Nouveau président en exercice de l’Union africaine, le chef de l’État burundais, Evariste Ndayishimiye, entend placer son mandat sous le signe de la solidarité, de l’eau potable, de la paix et de l’autonomisation de la jeunesse. Dans un contexte continental instable, il promet une gouvernance fondée sur le dialogue, l’humilité et l’action concrète.
Prenant le relais de l’Angola lors du 39ème Sommet de l’organisation continentale africaine, le Burundi hérite de la présidence de l’Union africaine (UA) dans un contexte marqué par des crises sécuritaires, économiques et climatiques persistantes. L’année 2026 est placée sous le thème : « Assurer une disponibilité durable de l’eau et des systèmes d’assainissement sûrs pour atteindre les objectifs de l’Agenda 2063 ».
Selon Évariste Ndayishimiye, plus de 400 millions d’Africains n’ont toujours pas accès à une eau potable sûre, et près de 700 millions restent privés de services d’assainissement adéquats. « On ne peut bâtir une Afrique prospère sans eau potable ni hygiène », a-t-il martelé, soulignant que la santé, l’éducation et la productivité en dépendent directement.
Au niveau du Burundi, le chef de l’État ambitionne qu’à l’horizon 2040, chaque famille rurale puisse accéder à un point d’eau potable en moins de quinze minutes de marche. « Nous estimons que si chaque pays africain faisait un effort pour réduire les distances d’accès à l’eau potable, surtout dans les régions rurales, chacun de nous, en tant que responsable du destin de nos citoyens, reprendrait son souffle », confie le président en exercice de l’Union africaine.
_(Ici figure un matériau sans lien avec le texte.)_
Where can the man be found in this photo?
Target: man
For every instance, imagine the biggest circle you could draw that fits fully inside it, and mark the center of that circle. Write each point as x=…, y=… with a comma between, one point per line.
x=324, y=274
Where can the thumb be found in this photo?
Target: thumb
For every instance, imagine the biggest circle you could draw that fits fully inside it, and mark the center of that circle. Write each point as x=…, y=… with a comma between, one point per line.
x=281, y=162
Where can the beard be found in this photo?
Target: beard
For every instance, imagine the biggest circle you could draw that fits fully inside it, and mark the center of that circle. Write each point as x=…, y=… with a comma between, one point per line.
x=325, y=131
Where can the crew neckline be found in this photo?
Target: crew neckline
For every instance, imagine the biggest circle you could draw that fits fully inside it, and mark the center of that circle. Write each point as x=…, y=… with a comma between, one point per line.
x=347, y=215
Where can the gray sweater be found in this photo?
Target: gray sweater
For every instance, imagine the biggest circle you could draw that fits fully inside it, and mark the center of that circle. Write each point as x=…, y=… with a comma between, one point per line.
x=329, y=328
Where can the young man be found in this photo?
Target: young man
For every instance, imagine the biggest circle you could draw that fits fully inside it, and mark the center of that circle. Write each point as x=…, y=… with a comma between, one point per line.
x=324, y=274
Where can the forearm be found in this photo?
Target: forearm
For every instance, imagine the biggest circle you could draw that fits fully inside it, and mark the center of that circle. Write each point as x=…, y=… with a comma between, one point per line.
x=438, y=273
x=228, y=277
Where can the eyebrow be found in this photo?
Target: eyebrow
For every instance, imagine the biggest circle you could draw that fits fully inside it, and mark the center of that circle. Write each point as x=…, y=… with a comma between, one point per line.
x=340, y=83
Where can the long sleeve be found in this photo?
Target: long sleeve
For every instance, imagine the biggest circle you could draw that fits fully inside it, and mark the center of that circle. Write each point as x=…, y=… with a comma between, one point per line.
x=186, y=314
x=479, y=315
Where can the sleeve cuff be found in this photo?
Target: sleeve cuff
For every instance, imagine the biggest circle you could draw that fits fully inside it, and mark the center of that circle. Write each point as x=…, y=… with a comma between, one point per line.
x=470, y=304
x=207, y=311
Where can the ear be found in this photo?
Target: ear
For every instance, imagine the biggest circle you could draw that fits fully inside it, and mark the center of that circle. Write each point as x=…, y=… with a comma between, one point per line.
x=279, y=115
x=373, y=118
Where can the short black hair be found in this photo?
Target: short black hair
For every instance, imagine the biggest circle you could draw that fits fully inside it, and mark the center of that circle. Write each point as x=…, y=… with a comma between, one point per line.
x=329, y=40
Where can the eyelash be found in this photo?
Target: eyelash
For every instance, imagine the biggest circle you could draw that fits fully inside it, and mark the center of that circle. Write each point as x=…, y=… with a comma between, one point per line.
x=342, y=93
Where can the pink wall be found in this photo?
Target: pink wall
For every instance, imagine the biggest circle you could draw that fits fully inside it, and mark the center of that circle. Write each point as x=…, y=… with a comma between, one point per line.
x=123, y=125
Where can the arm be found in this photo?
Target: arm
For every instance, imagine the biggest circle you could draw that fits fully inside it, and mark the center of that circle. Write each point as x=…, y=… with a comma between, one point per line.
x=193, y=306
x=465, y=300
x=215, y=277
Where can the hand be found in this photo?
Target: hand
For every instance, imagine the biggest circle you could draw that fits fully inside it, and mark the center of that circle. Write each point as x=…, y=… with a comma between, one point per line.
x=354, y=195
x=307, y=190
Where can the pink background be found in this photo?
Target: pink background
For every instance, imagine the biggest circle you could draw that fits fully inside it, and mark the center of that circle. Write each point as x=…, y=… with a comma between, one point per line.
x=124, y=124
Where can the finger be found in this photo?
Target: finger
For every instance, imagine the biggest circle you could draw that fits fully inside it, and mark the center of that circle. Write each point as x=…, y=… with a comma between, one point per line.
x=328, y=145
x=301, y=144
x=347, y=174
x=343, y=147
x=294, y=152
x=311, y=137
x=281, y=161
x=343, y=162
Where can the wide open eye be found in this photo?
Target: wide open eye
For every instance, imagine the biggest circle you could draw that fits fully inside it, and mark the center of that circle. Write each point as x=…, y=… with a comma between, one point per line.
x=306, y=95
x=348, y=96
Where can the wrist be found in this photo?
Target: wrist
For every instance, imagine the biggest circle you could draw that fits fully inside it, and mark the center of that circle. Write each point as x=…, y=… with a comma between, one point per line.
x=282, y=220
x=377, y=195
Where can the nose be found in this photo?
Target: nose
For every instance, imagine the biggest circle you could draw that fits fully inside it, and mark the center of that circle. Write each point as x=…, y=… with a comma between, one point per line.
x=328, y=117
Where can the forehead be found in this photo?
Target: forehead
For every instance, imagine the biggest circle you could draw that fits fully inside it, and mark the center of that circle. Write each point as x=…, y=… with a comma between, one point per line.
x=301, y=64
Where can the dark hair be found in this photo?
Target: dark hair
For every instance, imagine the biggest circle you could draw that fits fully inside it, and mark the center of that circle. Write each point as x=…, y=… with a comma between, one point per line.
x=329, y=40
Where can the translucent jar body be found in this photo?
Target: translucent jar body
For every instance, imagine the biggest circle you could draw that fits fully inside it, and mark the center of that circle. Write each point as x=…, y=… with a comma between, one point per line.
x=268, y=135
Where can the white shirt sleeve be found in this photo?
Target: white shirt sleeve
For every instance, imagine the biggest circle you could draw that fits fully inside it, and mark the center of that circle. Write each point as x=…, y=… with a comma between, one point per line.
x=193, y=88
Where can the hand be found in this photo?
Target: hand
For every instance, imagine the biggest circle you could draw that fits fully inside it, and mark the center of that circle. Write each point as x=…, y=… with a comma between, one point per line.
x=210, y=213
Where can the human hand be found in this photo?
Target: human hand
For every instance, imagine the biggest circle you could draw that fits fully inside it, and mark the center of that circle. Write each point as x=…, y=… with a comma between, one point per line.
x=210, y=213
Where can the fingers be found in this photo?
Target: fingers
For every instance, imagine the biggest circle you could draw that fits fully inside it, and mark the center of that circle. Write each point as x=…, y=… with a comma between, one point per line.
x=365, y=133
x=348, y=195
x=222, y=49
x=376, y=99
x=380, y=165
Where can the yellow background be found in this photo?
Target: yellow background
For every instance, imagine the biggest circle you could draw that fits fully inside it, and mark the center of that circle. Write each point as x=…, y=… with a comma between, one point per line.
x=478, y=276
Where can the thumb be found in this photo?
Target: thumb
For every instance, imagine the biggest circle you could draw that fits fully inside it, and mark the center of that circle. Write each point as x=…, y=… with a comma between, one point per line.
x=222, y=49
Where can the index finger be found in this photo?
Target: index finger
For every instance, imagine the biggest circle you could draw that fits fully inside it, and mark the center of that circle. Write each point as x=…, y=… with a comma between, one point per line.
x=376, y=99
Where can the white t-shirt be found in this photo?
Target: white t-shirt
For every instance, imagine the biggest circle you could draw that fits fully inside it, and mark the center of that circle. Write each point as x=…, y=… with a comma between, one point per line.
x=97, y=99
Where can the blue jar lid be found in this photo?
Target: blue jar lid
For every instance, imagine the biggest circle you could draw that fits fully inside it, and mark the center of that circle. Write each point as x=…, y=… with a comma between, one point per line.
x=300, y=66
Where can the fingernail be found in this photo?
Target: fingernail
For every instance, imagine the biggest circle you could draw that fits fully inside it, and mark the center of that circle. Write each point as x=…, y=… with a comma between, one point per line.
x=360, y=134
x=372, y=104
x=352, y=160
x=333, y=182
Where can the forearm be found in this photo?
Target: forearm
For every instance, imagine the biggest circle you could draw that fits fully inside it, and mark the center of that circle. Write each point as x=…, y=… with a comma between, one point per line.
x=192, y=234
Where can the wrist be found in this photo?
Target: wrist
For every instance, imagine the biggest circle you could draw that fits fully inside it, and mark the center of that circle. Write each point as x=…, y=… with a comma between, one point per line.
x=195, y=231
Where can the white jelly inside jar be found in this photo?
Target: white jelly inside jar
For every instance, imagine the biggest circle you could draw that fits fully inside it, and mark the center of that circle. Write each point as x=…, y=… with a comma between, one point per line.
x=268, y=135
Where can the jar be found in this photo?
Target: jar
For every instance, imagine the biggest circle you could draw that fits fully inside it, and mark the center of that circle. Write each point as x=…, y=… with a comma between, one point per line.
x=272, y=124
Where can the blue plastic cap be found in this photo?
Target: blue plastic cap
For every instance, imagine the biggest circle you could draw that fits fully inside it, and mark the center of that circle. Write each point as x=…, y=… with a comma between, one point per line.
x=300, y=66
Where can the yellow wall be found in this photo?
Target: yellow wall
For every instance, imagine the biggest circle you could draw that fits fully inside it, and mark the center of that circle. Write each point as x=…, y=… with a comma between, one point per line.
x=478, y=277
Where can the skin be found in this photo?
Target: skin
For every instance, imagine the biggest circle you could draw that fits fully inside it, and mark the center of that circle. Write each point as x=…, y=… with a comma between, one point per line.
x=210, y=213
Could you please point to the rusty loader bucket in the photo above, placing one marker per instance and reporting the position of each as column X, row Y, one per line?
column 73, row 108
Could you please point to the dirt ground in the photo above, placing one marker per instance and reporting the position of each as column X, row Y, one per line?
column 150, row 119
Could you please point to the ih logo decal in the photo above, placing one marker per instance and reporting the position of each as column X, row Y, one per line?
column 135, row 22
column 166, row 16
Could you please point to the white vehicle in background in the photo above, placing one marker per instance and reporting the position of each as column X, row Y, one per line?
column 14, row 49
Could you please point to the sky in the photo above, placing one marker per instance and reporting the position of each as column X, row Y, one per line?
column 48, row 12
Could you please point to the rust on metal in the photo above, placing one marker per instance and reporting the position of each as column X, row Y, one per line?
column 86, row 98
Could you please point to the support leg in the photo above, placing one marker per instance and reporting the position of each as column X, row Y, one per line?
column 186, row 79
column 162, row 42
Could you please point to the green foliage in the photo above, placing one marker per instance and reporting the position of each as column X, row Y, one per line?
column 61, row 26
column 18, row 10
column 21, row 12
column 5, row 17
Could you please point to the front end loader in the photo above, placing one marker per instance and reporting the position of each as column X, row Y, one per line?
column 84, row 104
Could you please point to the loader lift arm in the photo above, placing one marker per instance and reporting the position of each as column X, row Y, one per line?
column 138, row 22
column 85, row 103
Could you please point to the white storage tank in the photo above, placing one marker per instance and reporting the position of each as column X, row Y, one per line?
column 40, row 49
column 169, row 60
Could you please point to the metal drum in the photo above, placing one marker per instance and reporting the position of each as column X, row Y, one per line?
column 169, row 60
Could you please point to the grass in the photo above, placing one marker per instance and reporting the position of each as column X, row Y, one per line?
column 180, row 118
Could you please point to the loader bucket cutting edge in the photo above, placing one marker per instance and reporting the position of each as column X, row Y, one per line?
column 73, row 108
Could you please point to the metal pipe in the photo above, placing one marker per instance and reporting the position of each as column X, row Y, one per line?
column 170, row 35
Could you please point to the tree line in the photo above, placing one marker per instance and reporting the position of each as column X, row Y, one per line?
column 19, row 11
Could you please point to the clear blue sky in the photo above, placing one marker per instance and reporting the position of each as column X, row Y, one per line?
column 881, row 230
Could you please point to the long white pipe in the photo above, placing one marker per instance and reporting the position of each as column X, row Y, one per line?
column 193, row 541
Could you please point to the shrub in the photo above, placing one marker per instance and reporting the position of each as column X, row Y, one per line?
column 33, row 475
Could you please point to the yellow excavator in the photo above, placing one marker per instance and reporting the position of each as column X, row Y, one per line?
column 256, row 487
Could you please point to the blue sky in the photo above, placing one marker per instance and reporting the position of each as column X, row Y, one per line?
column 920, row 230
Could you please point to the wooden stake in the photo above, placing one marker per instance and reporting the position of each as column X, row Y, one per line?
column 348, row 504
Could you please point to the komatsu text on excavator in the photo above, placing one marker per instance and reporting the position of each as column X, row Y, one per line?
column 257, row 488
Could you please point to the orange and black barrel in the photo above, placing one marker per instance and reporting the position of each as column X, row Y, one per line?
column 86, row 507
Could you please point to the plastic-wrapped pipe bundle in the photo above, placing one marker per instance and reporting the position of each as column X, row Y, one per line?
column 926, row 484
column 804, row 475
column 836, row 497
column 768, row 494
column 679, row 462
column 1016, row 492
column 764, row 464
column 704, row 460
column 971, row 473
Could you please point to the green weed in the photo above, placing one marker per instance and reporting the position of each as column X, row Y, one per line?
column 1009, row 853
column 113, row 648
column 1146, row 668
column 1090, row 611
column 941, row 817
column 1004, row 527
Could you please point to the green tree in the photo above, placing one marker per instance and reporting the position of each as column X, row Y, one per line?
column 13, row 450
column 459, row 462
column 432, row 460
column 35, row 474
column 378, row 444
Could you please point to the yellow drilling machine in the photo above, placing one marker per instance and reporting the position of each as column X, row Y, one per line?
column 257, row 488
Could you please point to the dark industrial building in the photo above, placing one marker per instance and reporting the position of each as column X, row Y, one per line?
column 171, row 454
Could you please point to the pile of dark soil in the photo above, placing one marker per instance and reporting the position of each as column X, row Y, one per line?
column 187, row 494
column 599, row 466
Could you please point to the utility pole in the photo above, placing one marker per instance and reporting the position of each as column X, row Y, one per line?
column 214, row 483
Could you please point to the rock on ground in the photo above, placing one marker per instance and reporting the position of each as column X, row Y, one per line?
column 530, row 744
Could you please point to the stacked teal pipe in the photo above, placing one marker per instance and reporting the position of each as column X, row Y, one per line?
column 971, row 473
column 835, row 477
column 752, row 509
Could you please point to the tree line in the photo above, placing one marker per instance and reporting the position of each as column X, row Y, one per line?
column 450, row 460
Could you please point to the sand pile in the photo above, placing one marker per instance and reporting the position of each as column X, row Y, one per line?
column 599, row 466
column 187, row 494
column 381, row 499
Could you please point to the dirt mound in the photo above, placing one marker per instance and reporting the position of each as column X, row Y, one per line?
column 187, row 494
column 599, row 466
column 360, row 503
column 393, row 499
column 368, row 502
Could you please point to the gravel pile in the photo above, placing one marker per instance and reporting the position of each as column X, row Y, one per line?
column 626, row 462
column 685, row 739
Évariste Ndayishimiye n’a pas manqué de souligner la consolidation de la paix et de la sécurité comme un axe majeur de son mandat à la tête de l’UA. Il affirme son engagement en faveur de l’initiative « Faire taire les armes », destinée à prévenir les conflits et à renforcer la stabilité du continent.
Il plaide pour une meilleure coordination entre les mécanismes africains de paix, de gouvernance et de médiation, en lien étroit avec les communautés économiques régionales. L’objectif est, selon lui, d’anticiper les crises, de promouvoir une gouvernance inclusive et de favoriser la reconstruction post-conflit.
La jeunesse au cœur de la Renaissance africaine
Surnommé « l’ami des jeunes », Évariste Ndayishimiye voit dans la jeunesse africaine un moteur essentiel du changement. Conscient du défi démographique (plus de 2,5 milliards d’habitants attendus en 2050), il souhaite transformer ce potentiel en levier de développement.
En août 2026, il prévoit d’organiser à Bujumbura un grand dialogue continental sur la Jeunesse, la Paix et la Sécurité, couplé à l’Agenda Femmes, Paix et Sécurité. Parallèlement, il promeut le programme A-RISE, axé sur l’innovation, la science, le développement des compétences et l’autonomisation économique des jeunes et des femmes.
Il cite l’expérience burundaise des banques dédiées à ces catégories comme un modèle favorisant l’entrepreneuriat et l’accès au financement, notamment dans le cadre de la zone de libre-échange continentale africaine.
Humilité et responsabilité continentale
Conscient du poids de sa mission, Évariste Ndayishimiye se veut humble face à l’ampleur de la tâche. Dans un discours empreint de spiritualité, il a confié s’en remettre à sa foi pour assumer cette responsabilité historique.
« L’Afrique que nous voulons ne se bâtira pas demain, mais aujourd’hui et chaque jour », a-t-il déclaré, appelant à un engagement collectif fondé sur la solidarité et le respect mutuel.
En promettant une présidence marquée par l’écoute, l’impartialité et la recherche du consensus, le chef de l’État burundais entend inscrire son mandat dans la continuité d’une Afrique plus résiliente, plus inclusive et tournée vers l’avenir.